Teutonia
- Teutonia underway in heavy seas

History
- Name: Teutonia (1856–84); Regina (1884–89); Piemontese (1889–90); Città di Savona (1890–91); Mentana (1891–94);
- Owner: Hamburg Brazilianische Packetschiffahrt Gesellschaft (1856–58); Hamburg Amerika Line (1858–77); Henry Flinn (1877–78); Mississippi and Dominion Steamship Co (1878–82); T Barker (1882–84); Mississippi and Dominion Steamship Co (1884); Francesco Costa (1884–91); Schiaffino (1891–91);
- Operator: As owner, except Dominion Steamship Co (1877–78)
- Port of registry: Hamburg (1856–71); Hamburg, Germany (1871–77); Liverpool, United Kingdom (1877–82); Cardiff (1882–84); Italy (1884–89);
- Builder: Caird & Company
- Yard number: 48
- Launched: 4 October 1856
- Maiden voyage: 20 December 1856
- Identification: United Kingdom Official Number 76476 (1877–84)
- Fate: Scrapped 1894

General characteristics
- Tonnage: 2,693 GRT
- Length: 212 ft 1 in (64.64 m)
- Beam: 39 ft 4 in (11.99 m)
- Depth: 17 ft 8 in (5.38 m)
- Installed power: Steam engine, 350hp (1856–62); Compound steam engine, 300nhp (1862–94);
- Propulsion: Single screw propeller, sails
- Sail plan: Barque rigged
- Speed: 12 knots (22 km/h)
- Notes: Sister ship:Petropolis

= SS Teutonia (1856) =

Teutonia was a screw steamer that was built by Caird & Company, Greenock, Renfrewshire, Scotland for the Hamburg Brazilianische Packetschiffahrt Gesellschaft in 1856. It later served with the Hamburg Amerika Line before being sold to British owners in 1877 and Italian owners in 1884, serving them under the names Regina, Piemontese, Città di Savona and Mentana The ship was scrapped in 1894.

==Description==
It was a 2,693 gross ton ship.
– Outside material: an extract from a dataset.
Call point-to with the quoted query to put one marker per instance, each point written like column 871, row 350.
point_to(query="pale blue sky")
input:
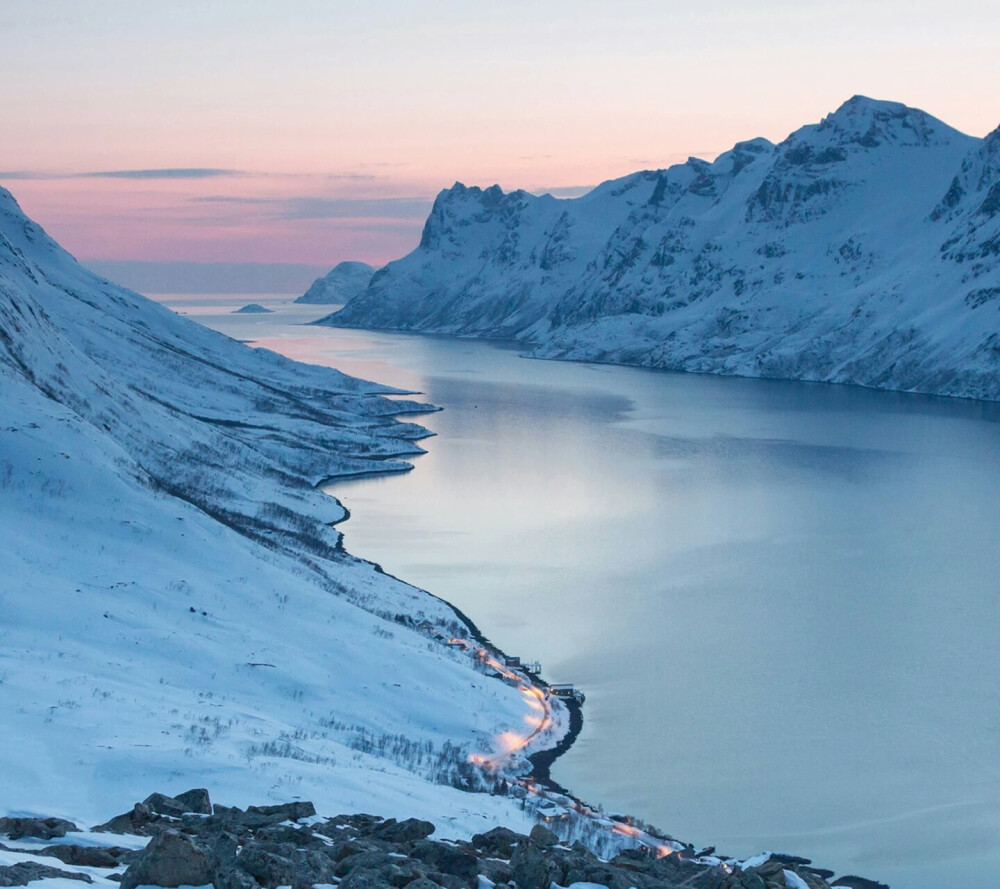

The ship was 212 ft 1 in long, with a beam of 39 ft 4 in and a depth of 17 ft 8 in. A 350hp steam engine drove a single screw propeller. The ship had a maximum speed under steam of 12 kn. Also propelled by sails, the ship was rigged as a barque. The ship had accommodation for 50 first class, 135 second class and 310 third class passengers. Her sister ship was .

==Career==
The ship was built as yard number 48 by Caird & Company at its Cartsdyke Mid Yard in Greenock, Renfrewshire, United Kingdom for the Hamburg Brazilianische Packetschiffahrt Gesellschaft. Its port of registry was Hamburg. The ship was launched on 4 October 1856. It sailed from Hamburg on its maiden voyage on 20 December for Southampton, Hampshire, United Kingdom then Lisbon, Portugal, Pernambuco, Bahia and Rio de Janeiro, Empire of Brazil. On 7 March 1857, Teutonia collided with the British schooner Smuggler in the Bay of Biscay whilst on a voyage from Brazil to Southampton, United Kingdom. Smuggler sank with the loss of four crew. The captain of Smuggler was the only survivor. On 10 January 1858, she rescued the crew of the French barque Louis Armand, which had sprung a leak in the Atlantic Ocean and was sinking.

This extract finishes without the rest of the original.